Stephens’ criminal history dates back to the 1980s, testimony showed, and he has spent at least three terms in state and federal prisons on drugs, fraud and other charges.
Stephens claimed in court Monday that he stole because of an addiction to painkillers and anti-depressants.
But his stepsister, Lori Phillips Gaffney, testified that Stephens’ claims of drug abuse are just a smokescreen for decades of loafing and stealing tens of thousands of dollars that started weeks after her father died in 1999. Stephens “victimized” her family for 13 years, Gaffney said, using a “computer as his weapon” to steal identities and run up massive bills.
“He started this game 13 years ago and continued it,” she said.
From 2000 to 2010 – while Phillips lived in York with Roberts – Stephens lived rent-free in the home in Gaffney that Phillips had shared with her late husband, Bryant Phillips, while scamming family members, Gaffney said.
Gaffney and her sister continue to pay taxes, monthly bills and other expenses on the home of their late father. Bryant Phillips’ will stated Julia Phillips could live in the home until she died.
Stephens faced up to 25 years in prison for all three counts, which alleged frauds starting back to 2008. Circuit Court Judge Derham Cole – the same judge assigned to Julia Phillips’ murder case – sentenced Stephens to half the maximum time. He does get credit for the 15 months he has been in jail since his arrest.
One of Stephens’ court-appointed lawyers, assistant Cherokee County public defender Michael Berry, had asked Cole for leniency. He said after Monday’s hearing he was “surprised” at the length of the sentence. He declined further comment.
Stephens’ other lawyer, Myrtle Beach criminal defense attorney William Luse, alleged in court papers last year that Stephens was “only indicted for a drug charge after the state believed the defendant was part of the alleged murder of Melvin Roberts.” He could not be reached for comment after court.
Luse did not mention that allegation in court Monday.
One of Roberts’ sons, Ronnie Roberts, attended the sentencing hearing. He said afterward he was pleased that Stephens can no longer “victimize anyone else.”
“Now he will be separated from his mother, the same person who is charged in the death of my father,” Roberts said.
Monday’s sentencing is just the latest twist in the three years since the death of Roberts, 79, who had practiced law for 55 years in York when he was killed. Phillips was arrested three months later, when police said testing showed gunpowder residue on her clothes and that she had lied about being robbed.
Just days after her arrest, the Cherokee County coroner exhumed Bryant Phillips’ body when Gaffney asked for an investigation of his death because her stepmother had just been charged with killing Roberts.
That investigation remains pending.
Gaffney then successfully sued to have both Stephens and Phillips kicked out of the home that Bryant and Julia Phillips lived in before he died.
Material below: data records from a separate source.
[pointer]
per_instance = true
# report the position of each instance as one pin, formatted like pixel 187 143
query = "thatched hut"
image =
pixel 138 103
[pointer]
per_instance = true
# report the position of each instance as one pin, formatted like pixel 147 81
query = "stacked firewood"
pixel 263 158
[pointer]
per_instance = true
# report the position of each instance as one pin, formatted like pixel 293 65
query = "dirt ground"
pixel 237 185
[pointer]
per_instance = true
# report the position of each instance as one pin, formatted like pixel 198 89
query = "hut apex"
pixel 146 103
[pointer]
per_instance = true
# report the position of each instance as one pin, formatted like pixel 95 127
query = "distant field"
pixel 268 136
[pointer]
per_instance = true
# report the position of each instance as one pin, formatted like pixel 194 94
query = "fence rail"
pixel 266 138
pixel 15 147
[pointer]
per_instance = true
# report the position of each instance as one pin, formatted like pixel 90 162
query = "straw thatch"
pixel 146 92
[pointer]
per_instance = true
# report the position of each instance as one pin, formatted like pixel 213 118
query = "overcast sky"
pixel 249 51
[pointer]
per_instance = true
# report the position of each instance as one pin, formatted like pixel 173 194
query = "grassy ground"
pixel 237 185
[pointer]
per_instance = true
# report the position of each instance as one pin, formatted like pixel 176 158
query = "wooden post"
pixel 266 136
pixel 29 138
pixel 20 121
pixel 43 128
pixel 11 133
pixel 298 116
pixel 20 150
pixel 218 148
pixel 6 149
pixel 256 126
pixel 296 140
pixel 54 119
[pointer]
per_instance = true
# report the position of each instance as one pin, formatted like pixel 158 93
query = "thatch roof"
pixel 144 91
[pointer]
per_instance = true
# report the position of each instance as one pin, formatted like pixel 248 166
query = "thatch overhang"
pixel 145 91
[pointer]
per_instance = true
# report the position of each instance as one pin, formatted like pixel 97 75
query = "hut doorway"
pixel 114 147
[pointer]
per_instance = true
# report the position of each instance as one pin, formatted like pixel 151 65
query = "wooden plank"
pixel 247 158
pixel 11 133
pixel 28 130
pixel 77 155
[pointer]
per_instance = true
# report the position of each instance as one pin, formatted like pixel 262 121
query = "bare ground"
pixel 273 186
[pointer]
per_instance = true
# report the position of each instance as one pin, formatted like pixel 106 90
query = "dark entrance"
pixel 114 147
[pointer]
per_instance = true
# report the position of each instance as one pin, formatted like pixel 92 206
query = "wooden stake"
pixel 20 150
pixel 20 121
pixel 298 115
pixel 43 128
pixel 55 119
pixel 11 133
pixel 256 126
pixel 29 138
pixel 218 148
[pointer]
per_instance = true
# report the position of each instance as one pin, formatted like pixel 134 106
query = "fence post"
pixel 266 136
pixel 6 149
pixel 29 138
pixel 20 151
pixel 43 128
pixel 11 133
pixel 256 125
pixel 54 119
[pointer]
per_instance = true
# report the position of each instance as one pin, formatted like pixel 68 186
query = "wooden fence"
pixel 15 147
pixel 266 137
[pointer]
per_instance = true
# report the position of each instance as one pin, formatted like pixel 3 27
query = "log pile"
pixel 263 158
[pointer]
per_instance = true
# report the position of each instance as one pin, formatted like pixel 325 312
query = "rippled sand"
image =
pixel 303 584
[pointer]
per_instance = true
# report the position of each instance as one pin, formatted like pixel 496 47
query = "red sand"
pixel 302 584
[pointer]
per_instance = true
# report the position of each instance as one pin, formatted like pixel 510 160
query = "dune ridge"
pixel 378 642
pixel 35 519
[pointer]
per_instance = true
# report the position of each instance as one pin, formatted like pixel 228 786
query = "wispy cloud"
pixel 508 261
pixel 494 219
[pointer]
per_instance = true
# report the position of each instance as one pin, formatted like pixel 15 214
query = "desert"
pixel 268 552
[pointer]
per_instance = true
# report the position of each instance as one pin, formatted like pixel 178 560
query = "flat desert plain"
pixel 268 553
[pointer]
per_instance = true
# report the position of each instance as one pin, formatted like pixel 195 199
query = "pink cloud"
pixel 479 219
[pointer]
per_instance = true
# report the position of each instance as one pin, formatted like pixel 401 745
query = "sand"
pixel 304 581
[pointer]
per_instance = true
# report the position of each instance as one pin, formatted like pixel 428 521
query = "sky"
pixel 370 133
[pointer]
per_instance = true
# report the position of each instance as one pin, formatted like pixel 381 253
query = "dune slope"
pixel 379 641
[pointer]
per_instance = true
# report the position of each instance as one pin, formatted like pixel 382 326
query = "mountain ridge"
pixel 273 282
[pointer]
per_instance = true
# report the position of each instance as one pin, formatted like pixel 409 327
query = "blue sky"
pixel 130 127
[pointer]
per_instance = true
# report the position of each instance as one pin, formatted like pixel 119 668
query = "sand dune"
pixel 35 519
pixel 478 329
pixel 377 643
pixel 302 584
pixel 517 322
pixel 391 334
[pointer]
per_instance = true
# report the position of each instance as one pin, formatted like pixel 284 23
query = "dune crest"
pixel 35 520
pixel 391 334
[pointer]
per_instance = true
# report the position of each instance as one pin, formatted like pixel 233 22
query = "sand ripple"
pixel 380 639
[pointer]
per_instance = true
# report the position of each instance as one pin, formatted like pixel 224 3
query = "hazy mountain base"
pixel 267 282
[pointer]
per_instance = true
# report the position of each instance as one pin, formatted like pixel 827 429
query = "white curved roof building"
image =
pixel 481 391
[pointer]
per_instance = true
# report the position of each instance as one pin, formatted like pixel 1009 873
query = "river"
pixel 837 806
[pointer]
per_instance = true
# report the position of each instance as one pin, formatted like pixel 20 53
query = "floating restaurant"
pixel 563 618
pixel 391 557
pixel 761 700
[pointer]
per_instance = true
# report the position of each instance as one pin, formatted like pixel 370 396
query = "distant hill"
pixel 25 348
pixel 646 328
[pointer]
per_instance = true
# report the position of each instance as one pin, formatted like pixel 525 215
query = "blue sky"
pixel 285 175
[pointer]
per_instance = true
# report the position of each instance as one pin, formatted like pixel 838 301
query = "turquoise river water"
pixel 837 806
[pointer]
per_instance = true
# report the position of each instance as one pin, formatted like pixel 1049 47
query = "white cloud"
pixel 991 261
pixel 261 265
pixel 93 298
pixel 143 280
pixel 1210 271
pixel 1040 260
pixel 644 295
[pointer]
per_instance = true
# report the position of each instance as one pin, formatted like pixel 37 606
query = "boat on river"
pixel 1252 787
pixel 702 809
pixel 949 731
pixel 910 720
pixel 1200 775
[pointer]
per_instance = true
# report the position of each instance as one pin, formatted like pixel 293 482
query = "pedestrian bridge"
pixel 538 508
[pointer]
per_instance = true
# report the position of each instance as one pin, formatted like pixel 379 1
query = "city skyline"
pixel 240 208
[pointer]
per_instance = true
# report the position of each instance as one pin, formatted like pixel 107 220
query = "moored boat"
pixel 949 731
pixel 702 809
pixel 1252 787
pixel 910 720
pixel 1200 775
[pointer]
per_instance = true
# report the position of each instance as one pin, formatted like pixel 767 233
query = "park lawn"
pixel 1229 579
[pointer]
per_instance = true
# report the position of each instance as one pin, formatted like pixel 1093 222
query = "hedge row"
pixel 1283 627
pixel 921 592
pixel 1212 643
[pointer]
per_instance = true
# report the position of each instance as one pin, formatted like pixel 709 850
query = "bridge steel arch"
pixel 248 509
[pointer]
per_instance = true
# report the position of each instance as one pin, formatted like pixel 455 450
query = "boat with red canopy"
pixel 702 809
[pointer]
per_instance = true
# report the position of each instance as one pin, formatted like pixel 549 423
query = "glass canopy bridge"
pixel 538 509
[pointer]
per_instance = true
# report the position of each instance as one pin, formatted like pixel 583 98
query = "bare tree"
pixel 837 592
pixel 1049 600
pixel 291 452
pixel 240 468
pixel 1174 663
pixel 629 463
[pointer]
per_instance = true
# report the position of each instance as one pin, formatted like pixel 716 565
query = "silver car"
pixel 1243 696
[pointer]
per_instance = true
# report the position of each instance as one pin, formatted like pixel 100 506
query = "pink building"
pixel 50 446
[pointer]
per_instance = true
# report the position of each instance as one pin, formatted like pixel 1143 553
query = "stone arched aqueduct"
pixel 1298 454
That eviction remains on hold because Judge Cole ruled that Phillips has to live there on house arrest while waiting her murder trial.
Phillips’ prosecution is being handled by Greenville solicitors and Cole, who is based in Spartanburg, because of Roberts’ long-standing connections to York County’s prosecutors and judges.
The murder case remains on hold while Phillips is undergoing mental competency testing. Her lawyer, Bobby Frederick, claimed in court papers that she is incompetent to stand trial and can’t assist in her own defense.